Engraftment from donor derived cells from a myeloablative transplant were at their highest following myelofrobrative conditioning, patients receiving multiple transplants, but at their lowest in non-myeloablative cases, according to results published in Blood.1
In the largest study of bone marrow-derived macrophages in post hematopoietic stem cell transplantation (HSCT) patients with a hematologic malignancy, results showed that donor derived cells from the myeloablative transplants accounted for 4.1-25% of microglial cells. According to researchers, these cells were stable over time as the post-transplant period did not have what they deemed a major impact on the number of donor cells. Moreover, the strength of the conditioning therapy that would provide access to the central nervous system (CNS) and engraftment had a significant impact on the donor cell engraftment.

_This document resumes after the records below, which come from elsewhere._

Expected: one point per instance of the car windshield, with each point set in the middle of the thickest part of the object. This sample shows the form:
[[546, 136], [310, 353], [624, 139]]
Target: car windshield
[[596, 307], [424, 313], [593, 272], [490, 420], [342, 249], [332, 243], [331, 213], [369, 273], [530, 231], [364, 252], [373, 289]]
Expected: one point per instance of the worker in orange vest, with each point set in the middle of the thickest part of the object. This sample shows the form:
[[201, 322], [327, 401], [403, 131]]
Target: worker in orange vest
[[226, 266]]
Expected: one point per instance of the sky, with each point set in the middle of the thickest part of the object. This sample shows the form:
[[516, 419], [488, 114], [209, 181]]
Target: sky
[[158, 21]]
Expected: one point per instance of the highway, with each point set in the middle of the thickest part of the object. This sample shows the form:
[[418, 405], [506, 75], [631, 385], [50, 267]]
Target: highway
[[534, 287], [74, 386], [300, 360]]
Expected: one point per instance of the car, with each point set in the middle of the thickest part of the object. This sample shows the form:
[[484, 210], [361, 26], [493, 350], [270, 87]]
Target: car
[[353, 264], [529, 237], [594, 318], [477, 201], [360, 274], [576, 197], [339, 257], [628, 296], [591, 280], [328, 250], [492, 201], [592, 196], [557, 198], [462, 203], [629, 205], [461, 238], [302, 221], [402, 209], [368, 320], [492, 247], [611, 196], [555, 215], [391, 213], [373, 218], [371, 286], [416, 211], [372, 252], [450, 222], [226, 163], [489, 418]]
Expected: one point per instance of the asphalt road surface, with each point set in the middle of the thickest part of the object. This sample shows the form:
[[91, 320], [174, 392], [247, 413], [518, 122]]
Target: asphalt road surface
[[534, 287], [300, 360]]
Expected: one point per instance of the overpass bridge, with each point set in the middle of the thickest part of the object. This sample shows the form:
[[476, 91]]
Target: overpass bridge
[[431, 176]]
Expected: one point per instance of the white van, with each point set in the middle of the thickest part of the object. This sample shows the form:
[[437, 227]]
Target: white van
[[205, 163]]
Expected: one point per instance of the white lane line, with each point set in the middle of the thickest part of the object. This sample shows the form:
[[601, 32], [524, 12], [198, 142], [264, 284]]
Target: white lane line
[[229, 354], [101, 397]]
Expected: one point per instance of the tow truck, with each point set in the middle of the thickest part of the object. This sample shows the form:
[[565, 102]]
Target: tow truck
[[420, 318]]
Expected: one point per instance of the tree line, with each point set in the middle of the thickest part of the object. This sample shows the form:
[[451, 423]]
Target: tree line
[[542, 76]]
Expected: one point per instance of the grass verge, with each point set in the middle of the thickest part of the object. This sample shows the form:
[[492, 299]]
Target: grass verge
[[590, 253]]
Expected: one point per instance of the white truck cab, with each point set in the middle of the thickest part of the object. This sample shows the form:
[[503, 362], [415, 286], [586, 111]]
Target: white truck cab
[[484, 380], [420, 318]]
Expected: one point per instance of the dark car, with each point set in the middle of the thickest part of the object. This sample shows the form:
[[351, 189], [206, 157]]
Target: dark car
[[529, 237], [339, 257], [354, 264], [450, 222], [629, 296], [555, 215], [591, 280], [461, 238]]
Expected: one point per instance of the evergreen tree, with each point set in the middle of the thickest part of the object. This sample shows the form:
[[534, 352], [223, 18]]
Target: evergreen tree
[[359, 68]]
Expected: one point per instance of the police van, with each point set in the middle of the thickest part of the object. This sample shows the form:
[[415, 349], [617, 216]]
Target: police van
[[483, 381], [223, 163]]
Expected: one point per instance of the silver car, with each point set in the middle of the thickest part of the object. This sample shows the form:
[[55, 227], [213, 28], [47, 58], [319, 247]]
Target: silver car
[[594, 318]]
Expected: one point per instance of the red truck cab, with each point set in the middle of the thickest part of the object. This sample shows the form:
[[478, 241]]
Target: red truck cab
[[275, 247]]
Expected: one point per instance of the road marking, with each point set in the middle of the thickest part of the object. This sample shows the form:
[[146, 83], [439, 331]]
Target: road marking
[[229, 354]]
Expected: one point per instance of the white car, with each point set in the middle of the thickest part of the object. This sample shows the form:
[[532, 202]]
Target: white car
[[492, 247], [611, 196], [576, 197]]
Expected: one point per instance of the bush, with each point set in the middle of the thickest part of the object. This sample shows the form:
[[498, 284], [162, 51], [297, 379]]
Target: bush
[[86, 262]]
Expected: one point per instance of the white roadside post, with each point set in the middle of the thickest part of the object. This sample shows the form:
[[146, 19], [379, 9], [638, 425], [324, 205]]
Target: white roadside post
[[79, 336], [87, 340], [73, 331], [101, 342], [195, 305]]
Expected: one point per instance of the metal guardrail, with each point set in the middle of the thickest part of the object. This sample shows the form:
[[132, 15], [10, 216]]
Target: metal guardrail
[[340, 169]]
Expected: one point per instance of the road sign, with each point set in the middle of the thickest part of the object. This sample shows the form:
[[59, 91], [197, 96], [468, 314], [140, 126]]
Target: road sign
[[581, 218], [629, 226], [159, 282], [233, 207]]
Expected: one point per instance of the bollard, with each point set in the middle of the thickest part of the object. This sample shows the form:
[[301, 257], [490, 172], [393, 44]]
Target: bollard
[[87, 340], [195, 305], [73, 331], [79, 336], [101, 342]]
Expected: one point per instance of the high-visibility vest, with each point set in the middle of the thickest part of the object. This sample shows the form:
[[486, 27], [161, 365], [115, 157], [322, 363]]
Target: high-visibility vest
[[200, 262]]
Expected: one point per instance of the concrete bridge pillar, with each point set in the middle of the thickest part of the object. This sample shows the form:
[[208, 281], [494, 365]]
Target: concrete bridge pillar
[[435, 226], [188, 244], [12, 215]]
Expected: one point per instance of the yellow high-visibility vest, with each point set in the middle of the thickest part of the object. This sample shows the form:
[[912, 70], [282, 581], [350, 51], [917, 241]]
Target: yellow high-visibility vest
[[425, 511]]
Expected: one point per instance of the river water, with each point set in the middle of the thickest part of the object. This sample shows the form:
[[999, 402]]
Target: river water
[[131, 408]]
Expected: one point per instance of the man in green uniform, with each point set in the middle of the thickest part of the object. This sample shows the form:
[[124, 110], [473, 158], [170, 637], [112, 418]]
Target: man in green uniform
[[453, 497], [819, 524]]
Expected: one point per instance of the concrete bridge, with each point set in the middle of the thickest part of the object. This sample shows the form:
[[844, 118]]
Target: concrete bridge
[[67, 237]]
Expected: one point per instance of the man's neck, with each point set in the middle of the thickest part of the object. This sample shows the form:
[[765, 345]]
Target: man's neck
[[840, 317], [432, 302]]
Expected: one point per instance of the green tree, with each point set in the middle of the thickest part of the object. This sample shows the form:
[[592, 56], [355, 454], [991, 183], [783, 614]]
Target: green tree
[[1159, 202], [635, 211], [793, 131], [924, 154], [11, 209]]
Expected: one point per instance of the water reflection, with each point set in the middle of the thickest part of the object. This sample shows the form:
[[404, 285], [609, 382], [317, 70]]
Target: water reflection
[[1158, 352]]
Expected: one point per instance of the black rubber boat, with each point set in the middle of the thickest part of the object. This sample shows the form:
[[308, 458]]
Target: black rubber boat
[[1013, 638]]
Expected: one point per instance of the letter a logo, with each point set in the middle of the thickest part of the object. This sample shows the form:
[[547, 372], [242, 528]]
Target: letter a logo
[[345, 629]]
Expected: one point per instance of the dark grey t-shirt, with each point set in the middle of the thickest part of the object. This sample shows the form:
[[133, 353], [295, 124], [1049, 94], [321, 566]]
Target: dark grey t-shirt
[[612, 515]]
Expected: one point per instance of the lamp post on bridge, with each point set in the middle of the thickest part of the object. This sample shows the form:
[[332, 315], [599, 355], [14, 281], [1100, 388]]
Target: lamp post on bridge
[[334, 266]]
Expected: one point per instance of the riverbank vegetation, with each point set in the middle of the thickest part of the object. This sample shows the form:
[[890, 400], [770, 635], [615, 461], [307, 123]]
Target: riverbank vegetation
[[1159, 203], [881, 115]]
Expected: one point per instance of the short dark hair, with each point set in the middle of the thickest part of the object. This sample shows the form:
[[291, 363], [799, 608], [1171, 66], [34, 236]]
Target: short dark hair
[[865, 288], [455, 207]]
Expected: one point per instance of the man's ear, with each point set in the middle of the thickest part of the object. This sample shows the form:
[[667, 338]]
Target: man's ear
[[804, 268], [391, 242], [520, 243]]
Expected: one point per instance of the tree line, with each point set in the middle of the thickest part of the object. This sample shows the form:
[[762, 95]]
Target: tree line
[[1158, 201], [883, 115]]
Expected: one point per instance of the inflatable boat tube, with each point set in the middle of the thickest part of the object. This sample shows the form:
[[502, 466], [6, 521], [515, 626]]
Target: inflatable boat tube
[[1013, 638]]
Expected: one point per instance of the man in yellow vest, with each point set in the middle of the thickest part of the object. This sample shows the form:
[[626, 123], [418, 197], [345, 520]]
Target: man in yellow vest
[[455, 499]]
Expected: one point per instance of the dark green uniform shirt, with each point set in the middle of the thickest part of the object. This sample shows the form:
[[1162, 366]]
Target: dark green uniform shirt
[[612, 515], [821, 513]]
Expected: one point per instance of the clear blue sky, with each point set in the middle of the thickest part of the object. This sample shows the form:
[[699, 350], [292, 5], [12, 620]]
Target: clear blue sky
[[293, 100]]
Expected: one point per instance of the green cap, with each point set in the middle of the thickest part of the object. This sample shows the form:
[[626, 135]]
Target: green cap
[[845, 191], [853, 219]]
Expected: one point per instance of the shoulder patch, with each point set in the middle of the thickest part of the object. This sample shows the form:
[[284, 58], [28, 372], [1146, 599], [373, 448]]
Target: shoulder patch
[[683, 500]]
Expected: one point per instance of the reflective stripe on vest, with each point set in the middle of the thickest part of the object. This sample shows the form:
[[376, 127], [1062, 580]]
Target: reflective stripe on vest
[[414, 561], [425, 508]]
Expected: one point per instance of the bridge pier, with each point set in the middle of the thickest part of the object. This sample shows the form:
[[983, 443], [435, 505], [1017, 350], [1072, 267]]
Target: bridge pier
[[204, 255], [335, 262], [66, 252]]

The donor cells in myeloablative cases (> 1,000cGy) averaged 8% (4.2-14.9%) of microglial cells compared to non-myeloablative cases (< 300cGy) that averaged 1.3% (1.2-1.3%) of microglial cells.
“Recent studies have shown the role HSCT can have in gene therapy by providing long-lived genetically modified cells to treat a variety of human diseases,” explained the researchers. “It is well known that HSC and bone marrow-derived cells can differentiate into long-lived tissue macrophages and populate a wide spectrum of tissues including the brain.”
In this study, the researchers wanted report the detection and characterization of donor bone marrow-derived macrophages in the CNS, specifically the cerebral cortex, of allogeneic transplant patients. To determine the frequency of donor cell engraftment in this patient population they looked at 20 patients who underwent a sex-mismatched transplant. To then determine the identity of donor cells, select cases were stained with fluorescent tyramide based Iba1 IHC, imaged, then stained with XY fluorescent in situ hybridization (FISH) and re-imaged. Greater than 80% of the donor cells showed a strong expression of Iba1, which confirmed to the researchers that they were bone marrow derived.
Using tissue samples from male and female patients who underwent autologous transplants as controls, tissue sections were stained with XY FISH to identify the donor cells. These were imaged at 40x magnification on a TissueFAX system and scanned images were analyzed using TissueQuest, in blinded fashion. Parameters of the study were established and then applied to a larger area of 10,000-15,000 cells.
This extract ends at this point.